A big part of engaging in a story is caring about its characters. While being very adorable with his beasts, Newt’s not the best person to share a conversation with. Not because he’s got nothing interesting to say (he’s probably the most interesting character in the story), but because he’s not good at socializing. He’s like the Eleventh Doctor, but way more socially awkward. That’s not to say he’s a bad lead, at all. Newt is not Harry, but he’s equally as charismatic, and Eddie Redmayne does everything he can to put as much in his performance as possible. Considering this, it would have been a good idea to sacrifice one of the beast-catching scenes (some of them dragged) in favor of developing the relationship among Newt, Jacob, Tina and Queenie. Just like the scene when Jacob enters the Newt’s suitcase for the first time is all about the beasts, the dinner scene should have been all about the characters establishing some sort of friendship, rather than about Jacob (once again) being amazed at every magical thing he sees.

Fantastic Beasts
Speaking of Jacob (Dan Fogler), I’m glad that they decided to go with “awe”, and not just “comical” reactions. The idea of one of the main characters being a “no-maj” is an interesting one, and it does fit into the theme of conflict between no-majs and wizards. However, in a story that’s guaranteed to be full of magical battles, his role is limited as he would always be the one in danger. The division between wizards and muggles is one of the most interesting takeaways from this film and one that I wish to see more of in future movies. After all, this cohabitation was underdeveloped in Harry Potter, with the exception of Arthur Weasley’s fascination with muggles.
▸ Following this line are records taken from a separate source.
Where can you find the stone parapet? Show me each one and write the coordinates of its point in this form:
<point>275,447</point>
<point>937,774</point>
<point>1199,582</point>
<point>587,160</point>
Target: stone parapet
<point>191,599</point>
There are three different storylines in Fantastic Beasts: Newt’s team trying to catch the escaped beasts, the anti-witch family preaching their cause and abusing poor Credence (Ezra Miller), and Percival Graves (Colin Farrell) trying to catch the obscurial (perhaps the most interesting creature introduced). All of these plots are different in nature, some more urgent, others more light and entertaining. However, the quick editing cuts and tonal shifts from one storyline to another became a bit jarring, something David Yates was already at fault for in Harry Potter and the Order of the Phoenix. And while Harry Potter‘s story was already well-established by then, Fantastic Beasts is still in its presentation stage, so some of the direction choices were especially confusing. As a result, most of the movie felt slightly disjointed, and the plot didn’t quite find its footing until all the storylines converged at the end.

Fantastic Beasts
And the thing is, Fantastic Beasts ends just when it starts getting good with a promise of “there’s more to come”. And there certainly is. Dumbledore vs Grindelwald should be the most interesting bit in the sequels, and the inclusion of Johnny Depp should keep casual viewers interested. There is also some teasing in regards to Newt’s past in Hogwarts, his relationship with Dumbledore, and with the Lestrange family.

Fantastic Beasts has some pacing and directing problems, but I have to give credit where it’s due. It would have been very easy for J.K. Rowling to write a story that only focused on the magical creatures, but she made an effort to address new topics and expand the universe even further. Yes, there’s some references to Harry Potter, but it doesn’t completely rely on it to engage the audience. It’s completely possible to watch this movie without having seen a single Harry Potter movie (although not gonna lie – you will enjoy it way more as a Potterhead). The story of The Boy Who Lived might be finished, but this magical universe is far from being over.